"You would do better for the Cause you pretend to serve if you took my grey alezan out there, and rode him at gallop through the North Gate. I give him to you if you will!"
"I should only bring him back by the South Gate," he said, smiling. "While you remain here, I am no better than a poor moth fluttering about the candle!"
"But the Cause?" she cried, with an angry clap of her hands.
"That for the Cause!" said Guise, snapping his fingers lightly; "a man has but one life to live, and few privileges therein. But surely he may be allowed to lay that one at a fair lady's feet!"
Without answering, Valentine la Niña swept up the stairs of the Queen's lodging, her heart within her like lead.
"After all," she murmured, as she shut herself in her room, "I have done my best. I have warned him time and again. I cannot save a man against his will.
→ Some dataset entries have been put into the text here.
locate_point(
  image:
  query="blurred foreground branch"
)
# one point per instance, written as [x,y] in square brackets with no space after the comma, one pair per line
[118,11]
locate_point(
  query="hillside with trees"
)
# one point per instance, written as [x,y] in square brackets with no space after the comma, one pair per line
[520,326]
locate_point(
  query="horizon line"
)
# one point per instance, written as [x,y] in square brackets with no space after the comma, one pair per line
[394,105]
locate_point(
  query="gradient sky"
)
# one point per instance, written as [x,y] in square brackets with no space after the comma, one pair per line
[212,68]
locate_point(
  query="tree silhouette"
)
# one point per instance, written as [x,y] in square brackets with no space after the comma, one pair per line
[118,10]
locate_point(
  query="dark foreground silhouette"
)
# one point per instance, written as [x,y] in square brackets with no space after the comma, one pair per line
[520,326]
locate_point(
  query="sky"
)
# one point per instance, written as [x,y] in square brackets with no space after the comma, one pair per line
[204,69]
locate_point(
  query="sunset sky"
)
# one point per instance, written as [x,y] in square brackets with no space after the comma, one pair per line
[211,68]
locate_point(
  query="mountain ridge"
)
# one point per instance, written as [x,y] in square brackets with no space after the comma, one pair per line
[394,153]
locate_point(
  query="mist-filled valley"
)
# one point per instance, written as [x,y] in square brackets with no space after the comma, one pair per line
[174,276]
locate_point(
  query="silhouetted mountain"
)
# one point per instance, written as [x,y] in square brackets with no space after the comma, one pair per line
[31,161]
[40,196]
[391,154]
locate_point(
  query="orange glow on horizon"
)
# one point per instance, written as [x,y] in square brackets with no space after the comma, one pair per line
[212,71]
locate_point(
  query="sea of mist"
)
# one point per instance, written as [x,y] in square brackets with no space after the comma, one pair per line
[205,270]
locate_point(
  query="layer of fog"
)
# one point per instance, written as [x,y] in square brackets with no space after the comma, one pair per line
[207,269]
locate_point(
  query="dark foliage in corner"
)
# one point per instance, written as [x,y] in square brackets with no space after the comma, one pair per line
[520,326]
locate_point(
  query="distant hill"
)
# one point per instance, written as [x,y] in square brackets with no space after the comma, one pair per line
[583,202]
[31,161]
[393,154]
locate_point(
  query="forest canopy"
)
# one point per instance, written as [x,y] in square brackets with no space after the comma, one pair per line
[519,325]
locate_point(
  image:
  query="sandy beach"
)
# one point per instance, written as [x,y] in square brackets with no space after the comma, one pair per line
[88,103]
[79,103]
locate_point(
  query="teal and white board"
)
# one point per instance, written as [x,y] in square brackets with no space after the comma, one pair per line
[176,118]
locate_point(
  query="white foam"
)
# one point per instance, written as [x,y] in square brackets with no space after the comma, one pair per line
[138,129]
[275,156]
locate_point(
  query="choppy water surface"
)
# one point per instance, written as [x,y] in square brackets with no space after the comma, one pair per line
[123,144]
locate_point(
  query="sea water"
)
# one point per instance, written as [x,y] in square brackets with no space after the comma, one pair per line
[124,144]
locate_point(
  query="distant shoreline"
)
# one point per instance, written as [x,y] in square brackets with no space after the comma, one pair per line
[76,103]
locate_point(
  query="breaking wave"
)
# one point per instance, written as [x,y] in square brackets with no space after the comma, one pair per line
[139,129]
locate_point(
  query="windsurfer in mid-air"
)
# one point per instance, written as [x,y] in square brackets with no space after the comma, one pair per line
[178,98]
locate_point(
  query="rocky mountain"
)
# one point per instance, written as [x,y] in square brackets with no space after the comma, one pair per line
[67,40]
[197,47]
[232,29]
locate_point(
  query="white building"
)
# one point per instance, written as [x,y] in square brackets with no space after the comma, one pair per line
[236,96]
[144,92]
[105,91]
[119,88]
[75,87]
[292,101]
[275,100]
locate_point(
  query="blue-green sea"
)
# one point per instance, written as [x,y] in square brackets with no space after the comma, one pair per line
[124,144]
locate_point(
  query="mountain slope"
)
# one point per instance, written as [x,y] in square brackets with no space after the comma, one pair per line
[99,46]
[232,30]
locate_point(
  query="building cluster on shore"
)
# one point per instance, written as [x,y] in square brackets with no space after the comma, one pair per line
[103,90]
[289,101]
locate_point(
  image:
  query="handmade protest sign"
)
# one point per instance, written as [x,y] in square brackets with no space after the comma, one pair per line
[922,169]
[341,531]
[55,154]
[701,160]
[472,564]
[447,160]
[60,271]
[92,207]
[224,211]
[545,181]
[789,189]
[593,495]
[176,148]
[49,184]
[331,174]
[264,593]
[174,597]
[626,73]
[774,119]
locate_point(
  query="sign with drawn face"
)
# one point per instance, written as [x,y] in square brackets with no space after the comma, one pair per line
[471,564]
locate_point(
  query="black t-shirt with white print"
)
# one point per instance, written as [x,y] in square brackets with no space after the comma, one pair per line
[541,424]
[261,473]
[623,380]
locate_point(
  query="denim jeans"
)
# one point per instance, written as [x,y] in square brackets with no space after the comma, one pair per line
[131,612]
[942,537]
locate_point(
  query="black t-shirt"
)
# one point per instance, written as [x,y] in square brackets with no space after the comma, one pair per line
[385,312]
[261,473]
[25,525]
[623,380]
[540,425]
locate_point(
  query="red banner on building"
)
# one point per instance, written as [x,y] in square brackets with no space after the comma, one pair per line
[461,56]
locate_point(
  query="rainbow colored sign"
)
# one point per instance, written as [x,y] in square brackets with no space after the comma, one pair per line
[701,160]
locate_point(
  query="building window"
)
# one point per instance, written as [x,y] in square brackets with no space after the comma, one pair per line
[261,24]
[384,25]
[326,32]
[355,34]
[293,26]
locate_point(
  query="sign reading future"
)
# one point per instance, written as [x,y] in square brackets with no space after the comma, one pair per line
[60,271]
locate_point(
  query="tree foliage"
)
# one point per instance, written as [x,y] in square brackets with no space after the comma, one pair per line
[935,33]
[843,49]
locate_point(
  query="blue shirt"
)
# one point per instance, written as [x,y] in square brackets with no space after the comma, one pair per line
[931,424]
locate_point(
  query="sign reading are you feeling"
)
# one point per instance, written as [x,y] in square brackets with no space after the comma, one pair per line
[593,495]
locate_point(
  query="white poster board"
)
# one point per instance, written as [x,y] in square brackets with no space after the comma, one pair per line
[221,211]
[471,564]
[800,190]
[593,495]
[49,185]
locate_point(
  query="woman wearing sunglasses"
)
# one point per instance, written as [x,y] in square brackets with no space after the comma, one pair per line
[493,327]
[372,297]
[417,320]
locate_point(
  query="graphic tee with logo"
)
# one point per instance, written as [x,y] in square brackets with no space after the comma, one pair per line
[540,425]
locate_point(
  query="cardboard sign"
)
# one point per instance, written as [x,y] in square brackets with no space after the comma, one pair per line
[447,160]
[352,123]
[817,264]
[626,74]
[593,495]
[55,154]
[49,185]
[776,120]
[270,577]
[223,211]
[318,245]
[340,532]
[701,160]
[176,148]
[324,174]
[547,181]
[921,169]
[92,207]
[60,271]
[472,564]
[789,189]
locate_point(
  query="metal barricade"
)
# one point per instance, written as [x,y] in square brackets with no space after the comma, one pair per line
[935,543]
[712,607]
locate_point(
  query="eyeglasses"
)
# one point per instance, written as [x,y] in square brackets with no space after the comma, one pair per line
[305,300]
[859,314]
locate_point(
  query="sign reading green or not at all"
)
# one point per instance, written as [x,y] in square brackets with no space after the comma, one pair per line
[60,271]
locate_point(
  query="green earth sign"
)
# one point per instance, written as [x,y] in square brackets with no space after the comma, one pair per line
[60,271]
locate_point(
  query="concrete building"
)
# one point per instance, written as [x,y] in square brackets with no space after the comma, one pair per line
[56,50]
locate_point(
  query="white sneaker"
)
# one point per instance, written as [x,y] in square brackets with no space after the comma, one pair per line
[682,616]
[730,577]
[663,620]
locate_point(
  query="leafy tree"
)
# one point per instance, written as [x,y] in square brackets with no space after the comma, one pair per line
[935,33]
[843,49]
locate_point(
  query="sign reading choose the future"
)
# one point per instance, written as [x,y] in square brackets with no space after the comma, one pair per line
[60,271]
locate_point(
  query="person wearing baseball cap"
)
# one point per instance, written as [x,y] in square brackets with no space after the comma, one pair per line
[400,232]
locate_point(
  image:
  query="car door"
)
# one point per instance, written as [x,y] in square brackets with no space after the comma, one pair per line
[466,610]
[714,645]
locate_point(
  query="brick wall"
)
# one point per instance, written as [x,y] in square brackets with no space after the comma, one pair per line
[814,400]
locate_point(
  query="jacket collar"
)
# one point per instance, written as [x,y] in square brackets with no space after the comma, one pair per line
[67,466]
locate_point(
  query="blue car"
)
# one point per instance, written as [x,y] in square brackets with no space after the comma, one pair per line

Paugh!" (she turned hastily from the window), "there he is again on the other side of the way, pacing the street as if it were the poop of an amiral!"
The little walled garden at Madame Granier's, with its trellised vines, the wind-swept wintry shore of the Loire, and the bleached shell-pink of the shingle, all went back to their ancient quiet. The whole world was in, at, and about the Château. Men, women, and both sorts of angels were busy around the Castle of Blois in these short grey days of mid-most winter.
Now and then, however, would come a heavenly morning, when Claire, left alone, looked out upon the clear, clean, zenith-blue sweep of the river, and on the misty opal and ultramarine ash of the distance, ridge fading behind ridge as drowsy thought fades into sleep.
"It is a Paradise of beauty, but"—here she hesitated a while—"there is no Adam, that I can see!"
In spite of the winter day she opened her window to the slightly sun-warmed air.